Creating a public edible space enables social emancipation. Gardening creates a spontaneous relationship between individuals: people gather together and meet; the gardens create a space to initiate communication and exchange ideas.
By Paloma de Linares, Vincent Liegey
1st February 2019
Paloma de Linares is coordinator of the agroforestry project. Vincent Liegey is co-author of “Degrowth Project” (Utopia, 2013) and a Cargonomia coordinator.
Our edible forest garden experiment in Budapest is part of a doctoral research project on urban agroforestry. It was constructed in partnership with Budapest’s 14th District Council and the social Degrowth cooperative Cargonomia.
The garden opened with its first tree planting event last November. The event the result of a year’s of work in networking, cooperating with different partners and actors.

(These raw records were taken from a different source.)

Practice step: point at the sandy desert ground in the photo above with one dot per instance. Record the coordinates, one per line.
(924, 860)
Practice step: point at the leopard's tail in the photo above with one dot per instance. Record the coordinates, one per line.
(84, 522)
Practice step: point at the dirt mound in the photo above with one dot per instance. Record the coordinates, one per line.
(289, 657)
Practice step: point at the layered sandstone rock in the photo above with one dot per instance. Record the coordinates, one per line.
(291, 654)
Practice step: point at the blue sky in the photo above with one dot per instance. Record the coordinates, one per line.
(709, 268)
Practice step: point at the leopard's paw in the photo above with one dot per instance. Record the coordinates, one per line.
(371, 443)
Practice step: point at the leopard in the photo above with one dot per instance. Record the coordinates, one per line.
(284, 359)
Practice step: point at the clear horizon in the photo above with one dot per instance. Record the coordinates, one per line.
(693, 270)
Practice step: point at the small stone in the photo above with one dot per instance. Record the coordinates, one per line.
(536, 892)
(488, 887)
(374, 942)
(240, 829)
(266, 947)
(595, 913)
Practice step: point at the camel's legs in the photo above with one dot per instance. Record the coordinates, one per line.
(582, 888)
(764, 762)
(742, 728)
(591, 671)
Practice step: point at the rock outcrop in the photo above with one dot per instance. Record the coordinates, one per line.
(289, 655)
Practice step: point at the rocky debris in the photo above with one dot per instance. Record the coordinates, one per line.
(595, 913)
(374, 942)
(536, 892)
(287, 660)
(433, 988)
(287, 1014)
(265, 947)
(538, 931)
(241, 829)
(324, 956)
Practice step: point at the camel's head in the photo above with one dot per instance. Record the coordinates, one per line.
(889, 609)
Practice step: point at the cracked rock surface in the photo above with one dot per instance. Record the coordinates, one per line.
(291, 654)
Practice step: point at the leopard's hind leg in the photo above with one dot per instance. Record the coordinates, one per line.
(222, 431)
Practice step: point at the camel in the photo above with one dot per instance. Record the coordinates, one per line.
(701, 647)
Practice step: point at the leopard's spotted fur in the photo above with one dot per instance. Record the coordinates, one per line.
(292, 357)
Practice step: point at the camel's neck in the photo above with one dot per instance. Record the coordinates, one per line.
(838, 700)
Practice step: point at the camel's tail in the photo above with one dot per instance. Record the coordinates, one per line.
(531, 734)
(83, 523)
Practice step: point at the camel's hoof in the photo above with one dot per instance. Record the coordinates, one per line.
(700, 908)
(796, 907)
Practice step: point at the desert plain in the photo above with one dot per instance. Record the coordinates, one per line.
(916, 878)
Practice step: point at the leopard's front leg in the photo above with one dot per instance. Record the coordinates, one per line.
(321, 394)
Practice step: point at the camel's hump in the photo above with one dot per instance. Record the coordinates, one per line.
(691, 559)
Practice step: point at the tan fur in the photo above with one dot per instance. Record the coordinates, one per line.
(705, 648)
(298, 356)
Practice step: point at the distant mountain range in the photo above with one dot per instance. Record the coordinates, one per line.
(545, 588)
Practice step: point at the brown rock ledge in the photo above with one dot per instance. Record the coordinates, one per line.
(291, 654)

Our goal is to bring together planners, decision makers and experts in agroforestry and permaculture to rethink the use of public spaces in the city and democratise urban agriculture through citizens initiatives and involvement.
We met with several researchers in agroforestry, and exchanged ideas with local NGOs whose work focuses on environment and permaculture in Budapest and with local farmers. We also connected our project with a dynamic network of community gardens in Budapest.
In October 2017 we presented the project to local authorities and decision makers and found support for implementing agroforestry in the city of Budapest.
Agroforestry is an ancestral practice that is being re-introduced in the European rural areas. The practice is based on the ecological interactions between woody perennials and annual plants and breaks with monocultural practice.